The other puzzle is that the Musketeers never seem to carry any actual muskets. This was addressed by Simon Kemp, Oxford University Fellow and Tutor in French.
“One of the odder things about Dumas’ novel for the modern reader is its singular lack of muskets.
“In the mid-1620s, when the story is set, the Mousquetaires are the household guard of the French king, Louis XIII, an elite force trained for the battlefield as well as for the protection of the monarch and his family in peacetime. They are named for their specialist training in the use of the musket (mousquet), an early firearm originally developed in Spain at the end of the previous century under the name moschetto or ‘sparrow-hawk’. Muskets were long-barrelled guns, quite unlike the pistols shown in the trailer, and fired by a ‘matchlock’ mechanism of holding a match or burning cord to a small hole leading to the powder chamber. By the 1620s they were not quite as cumbersome as the Spanish originals, which needed to have their barrels supported on a forked stick, but they were still pretty unwieldy devices.
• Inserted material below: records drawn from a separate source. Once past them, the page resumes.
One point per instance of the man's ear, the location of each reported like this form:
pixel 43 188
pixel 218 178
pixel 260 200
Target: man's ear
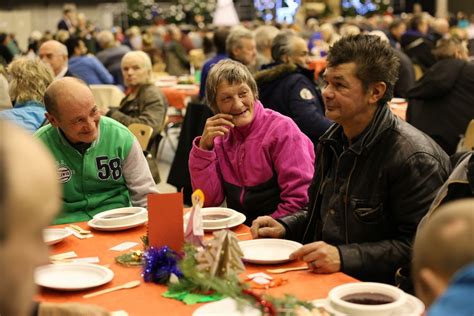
pixel 52 120
pixel 377 91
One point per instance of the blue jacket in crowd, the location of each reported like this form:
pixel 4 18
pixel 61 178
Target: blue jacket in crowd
pixel 90 69
pixel 29 115
pixel 291 90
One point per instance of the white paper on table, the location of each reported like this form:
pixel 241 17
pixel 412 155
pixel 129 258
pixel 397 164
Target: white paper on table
pixel 124 246
pixel 260 275
pixel 86 260
pixel 62 256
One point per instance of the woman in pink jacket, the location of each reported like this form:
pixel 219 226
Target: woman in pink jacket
pixel 255 158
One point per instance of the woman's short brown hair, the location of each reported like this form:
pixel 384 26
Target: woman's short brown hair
pixel 28 79
pixel 229 71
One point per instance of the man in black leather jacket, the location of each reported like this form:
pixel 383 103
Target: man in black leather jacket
pixel 375 175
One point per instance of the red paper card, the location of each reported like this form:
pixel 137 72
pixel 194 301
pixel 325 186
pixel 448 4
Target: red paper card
pixel 165 220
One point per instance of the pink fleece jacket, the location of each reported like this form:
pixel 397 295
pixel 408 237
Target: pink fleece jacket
pixel 271 146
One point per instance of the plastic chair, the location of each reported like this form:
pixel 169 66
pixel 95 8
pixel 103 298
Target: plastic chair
pixel 143 133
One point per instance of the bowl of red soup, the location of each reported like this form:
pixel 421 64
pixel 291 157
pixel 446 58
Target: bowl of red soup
pixel 217 216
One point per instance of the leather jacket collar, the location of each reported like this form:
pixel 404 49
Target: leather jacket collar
pixel 383 119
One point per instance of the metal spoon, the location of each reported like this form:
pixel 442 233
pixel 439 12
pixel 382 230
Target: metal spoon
pixel 127 285
pixel 283 270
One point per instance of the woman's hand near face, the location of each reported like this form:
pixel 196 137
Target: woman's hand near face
pixel 218 125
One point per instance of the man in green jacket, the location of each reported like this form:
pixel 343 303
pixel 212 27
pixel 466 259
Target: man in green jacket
pixel 99 162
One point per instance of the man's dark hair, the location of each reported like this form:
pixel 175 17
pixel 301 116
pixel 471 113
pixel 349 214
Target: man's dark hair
pixel 375 61
pixel 3 188
pixel 3 37
pixel 71 44
pixel 219 39
pixel 395 24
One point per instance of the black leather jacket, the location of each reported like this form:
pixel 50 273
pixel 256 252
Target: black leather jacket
pixel 367 198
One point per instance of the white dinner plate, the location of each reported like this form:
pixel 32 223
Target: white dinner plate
pixel 96 226
pixel 52 236
pixel 185 86
pixel 226 307
pixel 324 303
pixel 412 307
pixel 236 221
pixel 268 251
pixel 72 276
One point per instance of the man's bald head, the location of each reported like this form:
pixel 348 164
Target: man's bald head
pixel 445 243
pixel 443 246
pixel 54 54
pixel 29 200
pixel 64 91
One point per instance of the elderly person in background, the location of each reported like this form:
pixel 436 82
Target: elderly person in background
pixel 219 39
pixel 264 36
pixel 255 158
pixel 417 43
pixel 111 55
pixel 55 55
pixel 29 79
pixel 86 67
pixel 443 260
pixel 144 102
pixel 24 213
pixel 287 86
pixel 99 162
pixel 375 175
pixel 241 46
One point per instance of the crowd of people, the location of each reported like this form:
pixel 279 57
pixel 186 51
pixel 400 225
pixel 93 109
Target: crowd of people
pixel 314 157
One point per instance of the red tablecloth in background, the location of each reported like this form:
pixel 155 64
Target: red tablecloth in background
pixel 318 65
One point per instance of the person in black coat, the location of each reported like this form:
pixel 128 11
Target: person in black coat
pixel 441 102
pixel 417 43
pixel 287 86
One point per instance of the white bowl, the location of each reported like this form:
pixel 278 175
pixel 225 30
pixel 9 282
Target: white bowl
pixel 121 216
pixel 217 216
pixel 336 294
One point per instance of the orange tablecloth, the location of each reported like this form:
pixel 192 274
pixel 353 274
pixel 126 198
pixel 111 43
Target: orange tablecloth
pixel 146 299
pixel 318 65
pixel 178 96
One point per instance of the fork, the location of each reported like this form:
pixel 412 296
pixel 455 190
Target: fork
pixel 80 230
pixel 283 270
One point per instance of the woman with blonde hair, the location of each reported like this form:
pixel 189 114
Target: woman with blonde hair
pixel 28 79
pixel 254 158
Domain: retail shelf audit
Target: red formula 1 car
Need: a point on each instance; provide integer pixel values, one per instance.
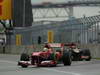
(54, 54)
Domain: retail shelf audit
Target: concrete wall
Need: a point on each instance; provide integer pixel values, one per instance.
(95, 49)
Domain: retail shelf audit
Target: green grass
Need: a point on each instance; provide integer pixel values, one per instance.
(97, 58)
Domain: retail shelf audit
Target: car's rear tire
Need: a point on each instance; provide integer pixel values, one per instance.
(87, 52)
(66, 58)
(24, 66)
(88, 58)
(24, 57)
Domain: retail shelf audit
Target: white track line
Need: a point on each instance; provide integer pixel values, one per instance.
(11, 62)
(54, 70)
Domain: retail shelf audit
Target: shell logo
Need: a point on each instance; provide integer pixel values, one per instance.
(5, 9)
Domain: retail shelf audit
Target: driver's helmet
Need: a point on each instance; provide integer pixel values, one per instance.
(45, 49)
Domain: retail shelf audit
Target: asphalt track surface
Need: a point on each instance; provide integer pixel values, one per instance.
(8, 66)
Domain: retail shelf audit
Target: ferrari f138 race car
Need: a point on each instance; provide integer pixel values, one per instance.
(51, 55)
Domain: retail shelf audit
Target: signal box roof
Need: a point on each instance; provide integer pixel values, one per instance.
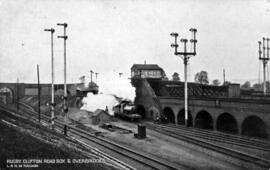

“There are lots of weapons in the opening chapters of Les Trois Mousquetaires, where D’Artagnan travels to the barracks and challenges almost everyone he meets along the way to a duel (including all three of the musketeers). Lots of sword-fighting, but no muskets in sight. One of the musketeers has nicknamed his manservant mousequeton, or ‘little musket’, and that is as near as we get to a gun until page 429 of the Folio edition, when an actual mousqueton makes its first appearance. A mousqueton is not quite a musket, though, and in any case it’s not one of the musketeers who is holding it.
…Their absence from the novel up to this point is simply for the historical reason that the heavy and dangerous weapons were appropriate for the battlefield, not for the duties and skirmishes of peace-time Paris. Even when his heroes are mobilized, Dumas remains reluctant to give his musketeers their muskets.